Happy birthday Cindy.
Too pooped to blog last night, so this is a good time (9:30am Saturday) while we are waiting for the clothes to wash.
We went to Clovelly yesterday morning, very touristy as you’d expect, with its single, steep windy main street. No cars are allowed, so the locals all have sledges that they drag their shopping and other stuff over the cobblestones on. The residents would have to be amongst the fittest with all the up hill walking they have to do. The village is privately owned and has had only 2 family owners for about 600? 800? years. Apparently it is built on the site of an earlier Saxon village. There is no doubt that it is a very pretty village
with a lot of attention paid to the small gardens with lots of colour. Took us 30-40 minutes to walk slowly back up the hill. A few years ago, you could ride back up
on a donkey, but this has been replaced with a Landrover. There is obviously a back road for a limited number of vehicles. Even building this road would have been a big effort with the slope and valley constrictions.
The Cliff Railway, a Victorian water powered lift at Lynton was next on the list, but we got caught behind a very large, slow crane, on a narrow windy road with no options to pass, so fortunately we passed a National Trust property, Arlington, and went in to have a look, allowing the crane to get off our road.
Arlington is a gem of a house, Victorian and beautifully furnished. Lots of fireplaces, timber, big carpet mats and generally very warm & luxurious. It’s a house (manor house) that would be very comfortable to live in compared to many of the older buildings we’ve seen.

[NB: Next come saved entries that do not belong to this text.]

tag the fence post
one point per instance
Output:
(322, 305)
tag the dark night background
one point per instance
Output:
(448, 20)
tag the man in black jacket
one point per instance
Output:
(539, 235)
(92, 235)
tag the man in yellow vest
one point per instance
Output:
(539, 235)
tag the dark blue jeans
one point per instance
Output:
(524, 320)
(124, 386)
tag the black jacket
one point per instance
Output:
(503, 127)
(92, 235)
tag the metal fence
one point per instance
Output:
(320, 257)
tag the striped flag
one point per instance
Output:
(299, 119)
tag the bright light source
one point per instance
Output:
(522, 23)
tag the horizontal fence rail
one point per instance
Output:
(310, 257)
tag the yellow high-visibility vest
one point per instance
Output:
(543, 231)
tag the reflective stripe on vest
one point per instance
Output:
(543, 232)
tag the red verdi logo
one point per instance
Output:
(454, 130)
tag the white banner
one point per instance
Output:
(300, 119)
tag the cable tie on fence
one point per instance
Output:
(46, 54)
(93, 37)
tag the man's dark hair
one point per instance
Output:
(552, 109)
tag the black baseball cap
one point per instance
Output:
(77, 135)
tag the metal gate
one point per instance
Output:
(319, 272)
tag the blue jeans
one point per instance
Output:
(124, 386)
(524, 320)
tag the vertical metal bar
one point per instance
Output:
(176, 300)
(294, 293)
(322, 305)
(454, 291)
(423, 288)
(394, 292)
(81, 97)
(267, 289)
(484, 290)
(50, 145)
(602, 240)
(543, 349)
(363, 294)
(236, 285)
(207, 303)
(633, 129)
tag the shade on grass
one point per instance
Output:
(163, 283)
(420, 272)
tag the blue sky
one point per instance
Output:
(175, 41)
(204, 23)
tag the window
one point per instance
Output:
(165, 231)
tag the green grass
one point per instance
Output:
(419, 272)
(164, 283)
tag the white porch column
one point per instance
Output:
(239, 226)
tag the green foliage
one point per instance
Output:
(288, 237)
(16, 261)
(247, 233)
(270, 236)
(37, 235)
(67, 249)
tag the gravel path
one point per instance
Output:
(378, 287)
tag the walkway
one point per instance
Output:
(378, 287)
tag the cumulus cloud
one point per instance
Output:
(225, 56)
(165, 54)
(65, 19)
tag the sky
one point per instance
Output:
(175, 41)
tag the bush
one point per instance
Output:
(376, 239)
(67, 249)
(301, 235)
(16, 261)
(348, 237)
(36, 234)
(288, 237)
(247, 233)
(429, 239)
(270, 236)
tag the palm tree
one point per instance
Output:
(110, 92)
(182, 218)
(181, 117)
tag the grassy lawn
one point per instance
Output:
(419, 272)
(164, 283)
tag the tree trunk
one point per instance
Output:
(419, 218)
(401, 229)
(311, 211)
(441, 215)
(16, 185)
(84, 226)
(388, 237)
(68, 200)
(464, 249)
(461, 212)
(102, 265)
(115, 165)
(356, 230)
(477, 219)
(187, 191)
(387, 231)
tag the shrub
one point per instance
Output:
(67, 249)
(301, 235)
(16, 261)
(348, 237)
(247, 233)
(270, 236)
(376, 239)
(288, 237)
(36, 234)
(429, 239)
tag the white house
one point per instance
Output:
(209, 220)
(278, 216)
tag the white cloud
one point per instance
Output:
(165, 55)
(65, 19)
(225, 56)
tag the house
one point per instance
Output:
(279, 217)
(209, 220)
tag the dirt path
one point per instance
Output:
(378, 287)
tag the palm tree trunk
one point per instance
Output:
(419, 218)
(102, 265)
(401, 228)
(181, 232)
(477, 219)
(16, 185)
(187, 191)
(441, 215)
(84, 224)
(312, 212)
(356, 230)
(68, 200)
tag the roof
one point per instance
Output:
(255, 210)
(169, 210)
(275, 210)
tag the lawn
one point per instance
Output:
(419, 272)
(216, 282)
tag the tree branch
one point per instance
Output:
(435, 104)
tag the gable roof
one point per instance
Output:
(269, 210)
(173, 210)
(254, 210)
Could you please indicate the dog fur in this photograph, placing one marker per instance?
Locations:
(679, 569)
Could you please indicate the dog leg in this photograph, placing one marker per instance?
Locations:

Back on the road again and on to the Cliff Railway. What a great bit if engineering. There are 2 tracks down (up?) a steep cliff with a carriage on each one, cables and pulleys, so that when one car goes down, the other comes up, like many other cable cars. This one doesn’t need any motors, it is powered purely by water that fills the upper car so that it is heavier than the bottom car and therefore pulls the bottom car up as the top one descends.
On to Minehead for the night and here we are back waiting for the wash to finish.
Back again, it’s Saturday night. Dinner at local pub again. Never seen a plate with so many potatoes on it. Very tasty chicken, mushroom & leek pie.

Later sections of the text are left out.